Después de varias semanas de exámenes, por fin habían quedado para despejarse. Se eligieron su outfit juntas, comentaron cómo les había salido el último parcial y prometieron no hablar de estudios en toda la noche. Mónica, además, sabía que seguramente vería a Mario, un chico que había conocido unas semanas antes y con el que llevaba tiempo hablando.
Cuando se encontraron, todo fue fácil. Hablaron, se rieron y estuvieron juntos gran parte de la noche. A Mónica le gustaba estar con él. Se sentía cómoda, tranquila, sin necesidad de aparentar nada. Más tarde, salieron un momento fuera, buscando un poco de silencio lejos de la música. Allí, Mario se acercó y la besó. Mónica deseó ese beso, y por eso el momento se sintió bonito. Pero, después de un rato, algo cambió.
Mónica empezó a sentirse incómoda. No había pasado nada grave, ni Mario había hecho nada brusco. Simplemente, ella ya no quería seguir. Quizá era el cansancio de toda la semana, quizá necesitaba ir más despacio.

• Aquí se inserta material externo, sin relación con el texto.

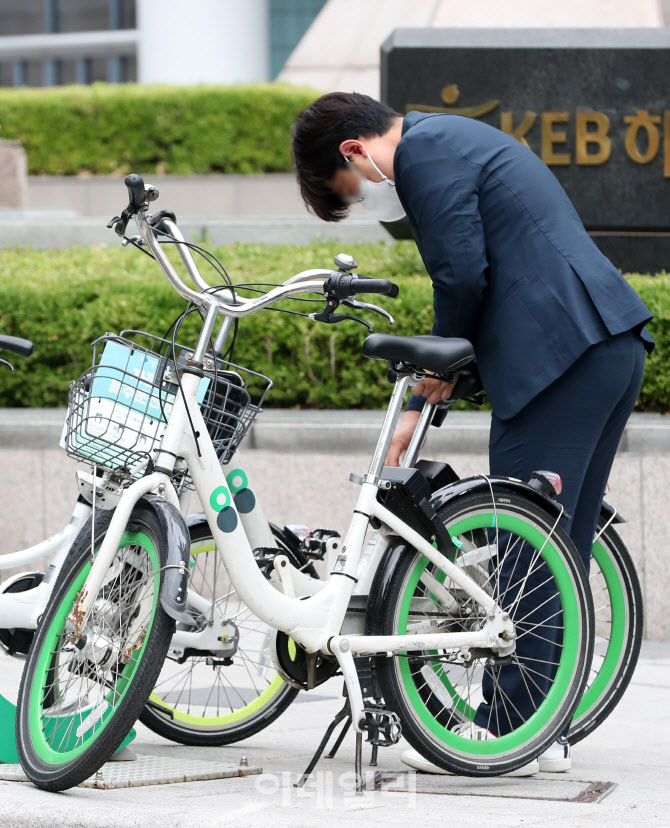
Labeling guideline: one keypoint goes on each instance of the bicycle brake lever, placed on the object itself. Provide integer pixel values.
(137, 240)
(331, 318)
(356, 303)
(120, 223)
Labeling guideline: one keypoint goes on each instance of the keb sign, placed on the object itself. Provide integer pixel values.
(594, 104)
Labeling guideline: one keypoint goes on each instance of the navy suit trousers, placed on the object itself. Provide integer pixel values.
(573, 427)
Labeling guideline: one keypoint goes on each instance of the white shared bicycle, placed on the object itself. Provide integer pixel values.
(440, 602)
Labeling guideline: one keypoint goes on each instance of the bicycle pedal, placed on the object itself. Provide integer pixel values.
(382, 726)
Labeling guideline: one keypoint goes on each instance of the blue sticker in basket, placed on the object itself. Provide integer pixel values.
(125, 409)
(129, 377)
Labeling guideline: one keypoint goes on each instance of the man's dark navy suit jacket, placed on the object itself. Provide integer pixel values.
(513, 269)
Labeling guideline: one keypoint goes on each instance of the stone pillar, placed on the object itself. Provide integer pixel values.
(13, 175)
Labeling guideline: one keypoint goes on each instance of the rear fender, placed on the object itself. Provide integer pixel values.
(499, 484)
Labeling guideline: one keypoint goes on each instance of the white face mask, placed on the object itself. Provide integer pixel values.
(379, 198)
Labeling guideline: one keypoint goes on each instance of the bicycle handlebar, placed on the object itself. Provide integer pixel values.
(17, 345)
(309, 281)
(343, 286)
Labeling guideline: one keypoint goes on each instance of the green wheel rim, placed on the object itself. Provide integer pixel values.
(569, 651)
(609, 668)
(40, 734)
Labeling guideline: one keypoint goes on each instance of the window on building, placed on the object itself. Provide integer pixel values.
(24, 17)
(289, 20)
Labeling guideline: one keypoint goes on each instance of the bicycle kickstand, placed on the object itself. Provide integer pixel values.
(342, 715)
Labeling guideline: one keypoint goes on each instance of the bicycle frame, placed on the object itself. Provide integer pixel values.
(313, 619)
(23, 609)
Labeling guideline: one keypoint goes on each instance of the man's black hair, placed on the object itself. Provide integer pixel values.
(317, 134)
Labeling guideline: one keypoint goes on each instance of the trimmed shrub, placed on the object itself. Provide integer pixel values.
(117, 129)
(64, 299)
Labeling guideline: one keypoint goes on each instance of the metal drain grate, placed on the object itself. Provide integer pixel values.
(560, 790)
(147, 770)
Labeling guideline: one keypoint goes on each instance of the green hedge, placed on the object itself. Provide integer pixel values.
(63, 300)
(116, 129)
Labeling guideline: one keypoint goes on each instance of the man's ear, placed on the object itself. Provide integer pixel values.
(352, 146)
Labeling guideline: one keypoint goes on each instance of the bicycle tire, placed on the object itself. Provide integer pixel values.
(116, 661)
(431, 696)
(176, 710)
(619, 622)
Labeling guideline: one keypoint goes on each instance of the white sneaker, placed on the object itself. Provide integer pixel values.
(468, 730)
(556, 757)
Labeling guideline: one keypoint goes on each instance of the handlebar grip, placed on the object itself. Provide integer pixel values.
(136, 192)
(384, 287)
(17, 345)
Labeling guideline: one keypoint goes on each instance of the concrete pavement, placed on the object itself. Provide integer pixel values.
(630, 751)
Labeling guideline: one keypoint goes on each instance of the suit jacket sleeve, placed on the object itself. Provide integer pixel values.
(438, 187)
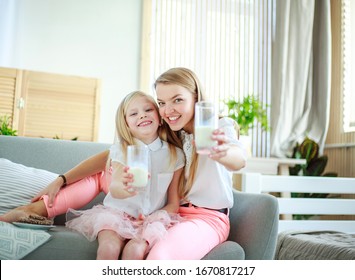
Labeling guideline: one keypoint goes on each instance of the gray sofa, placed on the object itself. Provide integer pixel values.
(254, 217)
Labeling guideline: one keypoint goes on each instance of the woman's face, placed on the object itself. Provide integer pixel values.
(143, 119)
(176, 106)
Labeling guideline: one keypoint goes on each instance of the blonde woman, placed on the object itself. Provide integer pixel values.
(207, 195)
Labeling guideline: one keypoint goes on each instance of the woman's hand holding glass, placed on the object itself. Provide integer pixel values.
(220, 150)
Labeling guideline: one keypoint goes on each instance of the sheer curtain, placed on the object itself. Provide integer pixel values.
(8, 15)
(301, 74)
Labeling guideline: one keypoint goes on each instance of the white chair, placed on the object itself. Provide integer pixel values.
(259, 183)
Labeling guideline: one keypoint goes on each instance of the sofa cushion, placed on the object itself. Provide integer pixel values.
(19, 183)
(65, 244)
(16, 243)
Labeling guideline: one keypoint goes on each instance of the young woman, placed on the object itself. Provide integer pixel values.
(207, 195)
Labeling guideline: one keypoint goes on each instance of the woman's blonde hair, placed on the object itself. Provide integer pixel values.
(186, 78)
(124, 134)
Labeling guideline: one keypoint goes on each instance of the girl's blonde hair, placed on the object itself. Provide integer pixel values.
(186, 78)
(123, 133)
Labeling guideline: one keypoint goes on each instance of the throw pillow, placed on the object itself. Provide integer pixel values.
(19, 183)
(15, 242)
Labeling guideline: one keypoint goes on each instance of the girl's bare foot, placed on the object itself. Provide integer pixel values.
(15, 215)
(24, 212)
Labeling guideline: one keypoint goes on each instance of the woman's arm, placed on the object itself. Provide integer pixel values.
(226, 153)
(88, 167)
(173, 202)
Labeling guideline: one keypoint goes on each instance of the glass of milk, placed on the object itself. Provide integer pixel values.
(138, 163)
(206, 118)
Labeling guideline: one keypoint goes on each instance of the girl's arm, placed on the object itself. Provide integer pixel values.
(228, 154)
(173, 202)
(88, 167)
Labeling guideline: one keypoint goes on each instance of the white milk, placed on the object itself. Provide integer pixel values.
(203, 139)
(140, 177)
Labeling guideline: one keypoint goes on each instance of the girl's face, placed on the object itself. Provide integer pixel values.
(143, 119)
(176, 106)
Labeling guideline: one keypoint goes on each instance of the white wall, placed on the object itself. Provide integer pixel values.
(90, 38)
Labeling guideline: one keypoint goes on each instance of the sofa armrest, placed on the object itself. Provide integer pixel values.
(254, 224)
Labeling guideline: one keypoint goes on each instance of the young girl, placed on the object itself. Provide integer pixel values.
(207, 195)
(124, 215)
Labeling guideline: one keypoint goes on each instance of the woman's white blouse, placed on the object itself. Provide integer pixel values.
(161, 171)
(213, 182)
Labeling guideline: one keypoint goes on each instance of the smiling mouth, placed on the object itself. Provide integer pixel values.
(145, 123)
(173, 119)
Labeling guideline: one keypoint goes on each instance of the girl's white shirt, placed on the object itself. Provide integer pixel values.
(213, 183)
(161, 171)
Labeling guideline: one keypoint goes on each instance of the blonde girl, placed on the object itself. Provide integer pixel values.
(128, 222)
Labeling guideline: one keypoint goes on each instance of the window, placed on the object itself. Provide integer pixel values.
(348, 37)
(227, 43)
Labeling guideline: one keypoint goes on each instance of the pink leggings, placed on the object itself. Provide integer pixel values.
(78, 194)
(194, 238)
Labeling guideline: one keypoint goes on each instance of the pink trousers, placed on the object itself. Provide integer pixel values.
(193, 238)
(78, 194)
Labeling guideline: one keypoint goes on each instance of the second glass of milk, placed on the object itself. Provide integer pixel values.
(206, 118)
(138, 162)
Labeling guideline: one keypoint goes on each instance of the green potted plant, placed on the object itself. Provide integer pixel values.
(314, 166)
(5, 127)
(247, 113)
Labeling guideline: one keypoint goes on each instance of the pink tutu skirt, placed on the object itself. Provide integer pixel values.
(90, 222)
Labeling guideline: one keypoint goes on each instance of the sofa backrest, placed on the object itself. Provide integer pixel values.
(50, 154)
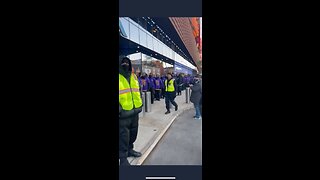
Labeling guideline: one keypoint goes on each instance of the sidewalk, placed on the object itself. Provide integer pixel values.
(154, 124)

No sabía explicarlo del todo, pero sí sabía lo que sentía. Y eso era suficiente.
Durante unos segundos dudó. Pensó que tal vez quedaría mal parar ahora. Pensó que, después del beso, quizá Mario esperaba otra cosa. Como si haber dicho que sí a un momento significara tener que decir que sí a todo lo demás. Pero no es así.
Mónica respiró profundamente y le dijo que prefería volver dentro con sus amigas.
Mario la miró y respondió: Vale, claro. Sin insistir. Sin enfadarse. Sin hacer comentarios para que ella se sintiera culpable.
Y eso fue lo que Mónica no olvidó al día siguiente. Cuando volvió a estudiar con Alba y Sofía, les contó la noche. Les habló de Mario, del beso y, sobre todo, de lo tranquila que se había sentido cuando él entendió que quería parar. Entonces las tres acabaron hablando de algo importante: el consentimiento y el deseo.
Porque muchas veces se cree que el consentimiento es solo decir “sí” o “no”. Pero en realidad es algo más simple e importante: sentirte libre para decidir en todo momento. Querer estar ahí de verdad. Saber que puedes cambiar de idea. Y que la otra persona lo respete sin presión, sin insistencia y sin hacerte sentir mal.
Mónica aprendió aquel sábado que una historia bonita no es solo la que empieza con ilusión, sino la que también tiene respeto. La que te deja espacio para decidir. La que no convierte el silencio en obligación ni un primer “sí” en una deuda. Porque el “NO” no arruina el momento. Lo hace más claro, más seguro y mucho más bonito.